References Sleipnir::CFullMatrix< tType >::GetRows().
Referenced by Cluster().
uint16_t Sleipnir::CClustQTC::Cluster | ( | const CDistanceMatrix & | MatSimilarities, |
float | dDiameter, | ||
size_t | iSize, | ||
std::vector< uint16_t > & | vecsClusters | ||
) | [static] |
Cluster a set of elements with the quality threshold algorithm using the given similarity scores.
MatSimilarities | Precalculated similarity scores, generally using microarray values from a PCL file. |
dDiameter | Maximum cluster diameter. |
iSize | Minimum cluster size. |
vecsClusters | Output cluster IDs for each gene; unclustered genes are grouped in the last cluster. |
Clusters elements using the quality threshold algorithm due to Heyer et al. Each gene is assigned to at most one cluster. Briefly, the most similar gene pair is grouped together, and each other gene within the given diameter of that group is added to the cluster. These genes are then removed from the pool and the process is repeated. Gene groups that cannot reach the minimum cluster size are discarded.
Definition at line 105 of file clustqtc.cpp.
References Sleipnir::CHalfMatrix< tType >::GetSize().
void Sleipnir::CClustQTC::Cluster | ( | const CDataMatrix & | MatData, |
const IMeasure * | pMeasure, | ||
float | dMinDiameter, | ||
float | dMaxDiameter, | ||
float | dDeltaDiameter, | ||
size_t | iSize, | ||
CDistanceMatrix & | MatResults, | ||
const CDataMatrix * | pMatWeights = NULL |
||
) | [static] |
Record the smallest cluster diameter within some range at which each gene pair clusters.
MatData | Data vectors for each element, generally microarray values from a PCL file. |
pMeasure | Similarity measure to use for clustering. |
dMinDiameter | Minimum cluster diameter at which to attempt clustering. |
dMaxDiameter | Maximum cluster diameter at which to attempt clustering. |
dDeltaDiameter | Increment of cluster diameters to scan between minimum and maximum. |
iSize | Minimum cluster size. |
MatResults | Output matrix recording the smallest diameter at which each gene pair coclustered, or NaN if the pair did not cocluster within the given diameter range. |
pMatWeights | If non-null, weights to use for each gene/condition value. These can be used to up/downweight aneuploidies present under only certain conditions, for example. Default assumes all ones. |
This clustering method incrementally attempts to quality threshold cluster the given elements at each cluster diameter between the given minimum and maximum, in steps of the requested delta. For each gene pair, the smallest diameter at which they coclustered (appeared in some cluster together) is recorded. This can be used to rapidly scan through a range of cluster "sizes" to find the strictest diameter cutoff at which gene pairs cocluster.

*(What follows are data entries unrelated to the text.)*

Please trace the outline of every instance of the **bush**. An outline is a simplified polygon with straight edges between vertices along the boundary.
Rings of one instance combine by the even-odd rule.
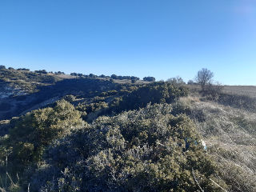
[[[74,102],[75,101],[75,97],[72,94],[66,95],[63,98],[69,102]]]
[[[100,117],[55,141],[32,186],[41,191],[196,191],[194,174],[206,191],[222,191],[210,178],[226,188],[203,146],[194,144],[200,136],[193,122],[170,111],[170,105],[154,105]]]
[[[71,132],[76,126],[82,125],[80,113],[74,107],[61,100],[54,108],[45,108],[27,113],[10,130],[9,137],[3,141],[9,151],[10,173],[22,173],[25,168],[41,161],[43,148],[57,138]],[[0,158],[7,154],[0,153]]]

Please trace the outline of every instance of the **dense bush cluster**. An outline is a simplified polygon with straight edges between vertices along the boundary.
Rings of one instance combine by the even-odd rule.
[[[116,98],[109,104],[106,112],[120,113],[124,110],[138,110],[146,107],[147,103],[171,103],[180,97],[187,96],[188,89],[174,86],[167,82],[154,82],[140,86],[130,86],[128,94]]]
[[[194,191],[198,182],[206,191],[221,191],[210,180],[219,182],[217,166],[194,124],[170,112],[170,105],[161,104],[100,117],[54,140],[30,185],[41,191]]]

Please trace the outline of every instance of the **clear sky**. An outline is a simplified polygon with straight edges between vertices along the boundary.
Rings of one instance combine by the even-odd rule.
[[[256,1],[0,0],[0,65],[256,86]]]

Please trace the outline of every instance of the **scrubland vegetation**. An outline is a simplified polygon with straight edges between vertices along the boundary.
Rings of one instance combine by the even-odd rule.
[[[0,190],[256,191],[255,98],[174,80],[40,86],[58,99],[1,122]]]

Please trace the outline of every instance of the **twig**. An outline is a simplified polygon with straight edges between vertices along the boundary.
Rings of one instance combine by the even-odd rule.
[[[215,183],[219,188],[221,188],[222,190],[224,190],[225,192],[227,192],[226,190],[224,190],[222,187],[221,187],[219,185],[218,185],[214,180],[212,180],[211,178],[210,178],[210,181],[212,181],[214,183]]]
[[[202,190],[202,192],[204,192],[203,190],[202,190],[202,189],[201,188],[201,186],[199,186],[198,182],[197,181],[197,179],[196,179],[195,177],[194,177],[193,167],[192,167],[192,174],[193,174],[193,176],[194,176],[194,181],[196,182],[196,183],[198,184],[198,186],[199,186],[200,190]]]

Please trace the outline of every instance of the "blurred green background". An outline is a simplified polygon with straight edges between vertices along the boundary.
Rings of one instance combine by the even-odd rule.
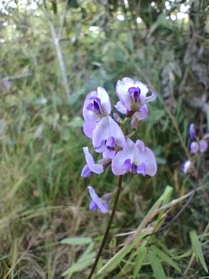
[[[116,83],[125,77],[151,86],[159,96],[133,137],[154,152],[157,174],[125,176],[100,264],[124,240],[114,235],[136,229],[167,185],[172,199],[192,189],[194,182],[180,168],[187,157],[189,123],[200,136],[208,131],[208,5],[207,0],[1,1],[1,278],[62,278],[87,247],[60,243],[66,237],[91,237],[98,250],[108,215],[89,210],[86,187],[102,195],[114,190],[118,179],[110,168],[80,176],[83,147],[93,154],[82,130],[82,104],[98,86],[110,94],[115,112]],[[208,158],[206,153],[202,184]],[[195,259],[182,275],[192,254],[189,232],[203,233],[209,199],[207,188],[198,191],[177,220],[149,241],[177,257],[182,273],[163,263],[167,278],[209,278]],[[202,249],[209,265],[207,232]],[[134,263],[125,263],[125,258],[100,278],[133,278]],[[85,279],[91,264],[64,277]],[[137,278],[153,276],[146,259]]]

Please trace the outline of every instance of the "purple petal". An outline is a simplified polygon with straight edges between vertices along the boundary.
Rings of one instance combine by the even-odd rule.
[[[92,138],[92,132],[97,124],[96,122],[85,122],[83,125],[84,133],[89,139]]]
[[[122,167],[122,170],[125,170],[127,171],[129,171],[131,168],[131,159],[127,159],[124,162]]]
[[[123,105],[121,101],[119,101],[115,107],[118,111],[124,114],[126,114],[127,113],[127,108]]]
[[[146,166],[144,163],[142,163],[137,168],[137,173],[141,173],[144,176],[146,173]]]
[[[103,167],[102,165],[99,164],[95,164],[94,158],[89,152],[88,147],[85,147],[83,148],[85,153],[86,163],[89,169],[93,172],[99,174],[103,171]]]
[[[84,177],[88,177],[92,173],[92,172],[89,169],[88,165],[86,164],[83,168],[81,175]]]
[[[198,144],[195,141],[193,141],[190,145],[190,149],[191,152],[192,153],[195,154],[197,153],[199,149]]]
[[[96,203],[94,201],[92,201],[89,205],[89,208],[93,211],[96,211],[98,208]]]
[[[190,137],[192,140],[194,140],[196,138],[196,135],[194,130],[194,123],[191,123],[189,125],[189,133]]]
[[[204,152],[207,148],[207,144],[205,140],[202,140],[199,142],[200,149],[201,152]]]
[[[108,116],[101,119],[92,133],[92,142],[95,151],[99,153],[107,151],[108,149],[105,145],[105,141],[111,136],[114,137],[116,146],[123,148],[127,148],[122,130],[116,122]],[[101,147],[98,148],[101,144]]]
[[[137,166],[134,163],[132,163],[131,166],[132,172],[133,173],[136,173],[137,171]]]
[[[102,203],[102,202],[100,198],[97,196],[96,193],[94,189],[91,186],[88,186],[87,188],[89,189],[89,194],[91,196],[91,197],[92,199],[92,200],[97,205],[97,206],[100,209],[101,212],[102,213],[107,213],[108,211],[107,207],[106,206],[104,206]]]

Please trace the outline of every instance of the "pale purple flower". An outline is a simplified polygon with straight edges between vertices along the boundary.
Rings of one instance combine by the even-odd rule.
[[[88,147],[83,148],[85,153],[87,164],[83,168],[81,173],[81,176],[88,177],[93,173],[100,174],[104,171],[104,169],[110,164],[111,159],[109,157],[104,158],[95,164],[93,156],[89,153]]]
[[[207,148],[207,143],[203,140],[198,142],[193,141],[191,144],[190,149],[192,153],[197,153],[199,150],[201,152],[204,152]]]
[[[93,187],[88,186],[87,188],[92,200],[89,205],[90,209],[96,211],[99,208],[102,213],[107,213],[108,212],[108,202],[112,197],[112,193],[107,193],[99,198]]]
[[[127,111],[137,111],[142,106],[154,101],[157,97],[156,92],[150,89],[152,94],[147,97],[149,89],[146,86],[129,78],[124,78],[121,80],[119,80],[116,90],[120,101],[115,107],[122,113],[127,113]]]
[[[85,122],[83,125],[84,133],[91,138],[92,132],[96,123],[111,111],[110,100],[107,91],[102,87],[89,93],[84,102],[83,115]]]
[[[127,147],[122,130],[109,116],[103,117],[97,124],[92,133],[92,142],[95,151],[99,153]]]
[[[131,140],[127,141],[128,149],[120,151],[113,158],[112,170],[119,175],[126,172],[142,174],[150,176],[157,172],[157,164],[153,152],[145,147],[144,143],[139,140],[135,144]]]
[[[194,123],[191,123],[189,128],[189,133],[190,137],[192,140],[196,138],[196,134],[194,130]]]
[[[189,160],[185,162],[181,167],[182,171],[185,173],[187,173],[190,169],[191,165],[191,162]]]

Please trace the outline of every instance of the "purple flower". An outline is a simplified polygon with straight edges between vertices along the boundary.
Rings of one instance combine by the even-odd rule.
[[[88,186],[87,188],[92,199],[89,205],[90,209],[94,211],[96,211],[98,208],[99,208],[102,213],[106,213],[108,212],[108,202],[112,197],[112,193],[107,193],[99,198],[93,187]]]
[[[196,134],[194,130],[194,123],[191,123],[189,125],[189,133],[190,137],[192,140],[196,138]]]
[[[121,113],[126,113],[127,111],[136,112],[149,102],[157,98],[156,92],[150,89],[151,96],[146,97],[149,89],[145,84],[129,78],[124,78],[119,80],[116,85],[116,93],[120,101],[115,106]]]
[[[189,160],[185,162],[181,167],[182,171],[185,173],[187,173],[190,168],[191,165],[191,162]]]
[[[204,152],[207,148],[207,144],[203,140],[200,140],[198,142],[193,141],[190,146],[190,149],[192,153],[195,154],[199,150],[201,152]]]
[[[109,157],[104,158],[100,161],[97,164],[95,164],[93,156],[89,152],[88,147],[83,147],[83,148],[85,153],[86,161],[87,163],[82,170],[81,173],[81,176],[88,177],[93,173],[99,174],[104,171],[105,167],[110,164],[111,162],[111,159]]]
[[[122,130],[109,116],[103,117],[97,124],[92,133],[92,142],[95,151],[99,153],[127,147]]]
[[[126,172],[146,174],[150,176],[157,172],[157,164],[153,152],[145,147],[144,143],[137,140],[134,144],[127,140],[128,149],[120,151],[112,161],[112,170],[114,174],[119,175]]]
[[[98,87],[97,91],[92,91],[86,97],[83,108],[83,115],[85,121],[83,125],[84,132],[89,138],[97,122],[109,115],[111,112],[110,100],[106,90]]]

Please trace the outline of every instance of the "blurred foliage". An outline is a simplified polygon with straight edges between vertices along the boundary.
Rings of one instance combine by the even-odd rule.
[[[90,212],[86,186],[94,185],[101,195],[117,183],[109,169],[89,179],[80,177],[82,147],[91,146],[81,128],[82,103],[98,86],[109,93],[113,109],[116,83],[125,76],[152,87],[159,98],[149,104],[149,116],[134,137],[154,151],[157,174],[151,178],[126,176],[110,242],[98,271],[124,240],[114,235],[136,229],[167,185],[173,188],[172,198],[192,188],[194,181],[180,166],[190,143],[189,123],[196,124],[201,135],[208,131],[209,9],[207,0],[1,1],[1,278],[60,278],[69,267],[71,278],[86,278],[89,273],[108,216]],[[208,154],[205,157],[203,184],[209,167]],[[204,260],[198,236],[208,221],[209,194],[207,189],[199,191],[177,221],[149,239],[149,250],[145,245],[139,247],[136,262],[138,254],[145,263],[135,267],[132,254],[130,263],[126,254],[107,278],[151,278],[151,266],[155,274],[164,269],[169,278],[179,277],[179,269],[188,266],[189,233],[195,230],[192,248],[196,244],[200,255],[197,259],[208,266],[208,235],[202,243]],[[182,205],[167,213],[168,220]],[[87,248],[59,242],[79,236],[91,238],[94,246],[91,242]],[[159,254],[159,248],[164,254]],[[169,260],[168,264],[165,253],[175,262]],[[85,262],[81,259],[84,256]],[[187,272],[185,278],[206,274],[196,261]]]

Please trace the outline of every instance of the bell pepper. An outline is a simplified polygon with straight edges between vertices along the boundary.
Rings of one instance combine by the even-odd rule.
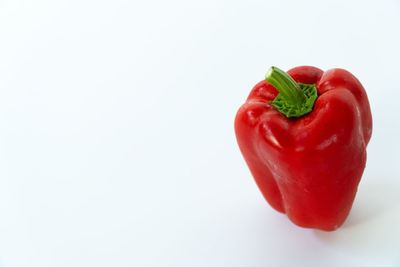
[[[298,226],[333,231],[348,216],[372,133],[350,72],[271,67],[240,107],[235,132],[267,202]]]

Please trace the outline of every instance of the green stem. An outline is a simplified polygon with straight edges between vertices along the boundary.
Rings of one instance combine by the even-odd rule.
[[[279,91],[282,98],[295,106],[301,106],[307,100],[299,85],[283,70],[271,67],[265,80]]]

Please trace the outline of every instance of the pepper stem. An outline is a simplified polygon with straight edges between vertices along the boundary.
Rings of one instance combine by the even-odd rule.
[[[265,80],[279,91],[281,97],[294,106],[301,106],[307,100],[300,86],[283,70],[271,67]]]

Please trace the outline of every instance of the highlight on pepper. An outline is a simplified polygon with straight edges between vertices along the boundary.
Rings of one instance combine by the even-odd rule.
[[[296,225],[346,220],[366,164],[372,115],[344,69],[271,67],[235,118],[242,155],[267,202]]]

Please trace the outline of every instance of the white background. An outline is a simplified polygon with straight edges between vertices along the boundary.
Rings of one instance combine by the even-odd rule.
[[[400,266],[400,1],[0,0],[0,266]],[[270,208],[233,120],[341,67],[374,131],[342,228]]]

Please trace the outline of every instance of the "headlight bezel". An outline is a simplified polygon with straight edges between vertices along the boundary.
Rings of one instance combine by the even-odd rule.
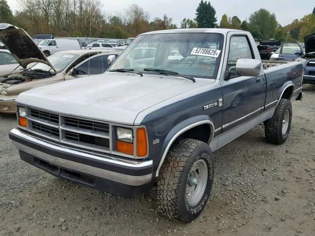
[[[27,109],[26,107],[17,105],[16,106],[16,116],[18,119],[18,127],[23,129],[27,129],[28,122],[26,118]]]
[[[124,136],[127,137],[123,137]],[[116,127],[116,140],[120,141],[133,143],[133,130],[132,129],[124,127]]]
[[[9,94],[9,91],[6,88],[2,88],[0,90],[0,93],[3,96],[7,96]]]
[[[122,129],[121,129],[122,128]],[[122,139],[118,137],[117,129],[120,131],[127,130],[128,132],[132,130],[132,142],[126,142],[122,141]],[[138,134],[139,130],[142,131],[141,137],[142,141],[139,142]],[[129,126],[126,125],[114,125],[113,126],[112,134],[114,135],[112,139],[113,145],[113,152],[118,155],[121,155],[126,157],[130,157],[133,159],[143,159],[149,156],[149,140],[148,132],[146,127],[145,125]],[[131,139],[129,139],[131,141]],[[141,148],[141,150],[144,151],[139,152],[138,149]]]

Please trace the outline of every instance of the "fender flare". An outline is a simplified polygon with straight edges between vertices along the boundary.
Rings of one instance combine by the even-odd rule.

Definition at line 150 of file clustqtc.cpp.
References Cluster().
void Sleipnir::CClustQTC::Cluster | ( | const CDistanceMatrix & | MatSimilarities, |
float | dMinDiameter, | ||
float | dMaxDiameter, | ||
float | dDeltaDiameter, | ||
size_t | iSize, | ||
CDistanceMatrix & | MatResults | ||
) | [static] |
Record the smallest cluster diameter within some range at which each gene pair clusters.
MatSimilarities | Precalculated similarity scores for every pair of entities, generally genes from a microarray PCL. |
dMinDiameter | Minimum cluster diameter at which to attempt clustering. |
dMaxDiameter | Maximum cluster diameter at which to attempt clustering. |
dDeltaDiameter | Increment of cluster diameters to scan between minimum and maximum. |
iSize | Minimum cluster size. |
MatResults | Output matrix recording the smallest diameter at which each gene pair coclustered, or NaN if the pair did not cocluster within the given diameter range. |
This clustering method incrementally attempts to quality threshold cluster the given elements at each cluster diameter between the given minimum and maximum, in steps of the requested delta. For each gene pair, the smallest diameter at which they coclustered (appeared in some cluster together) is recorded. This can be used to rapidly scan through a range of cluster "sizes" to find the strictest diameter cutoff at which gene pairs cocluster.
Definition at line 190 of file clustqtc.cpp.
References Sleipnir::CHalfMatrix< tType >::Get(), Sleipnir::CHalfMatrix< tType >::GetSize(), Sleipnir::CMeta::IsNaN(), and Sleipnir::CHalfMatrix< tType >::Set().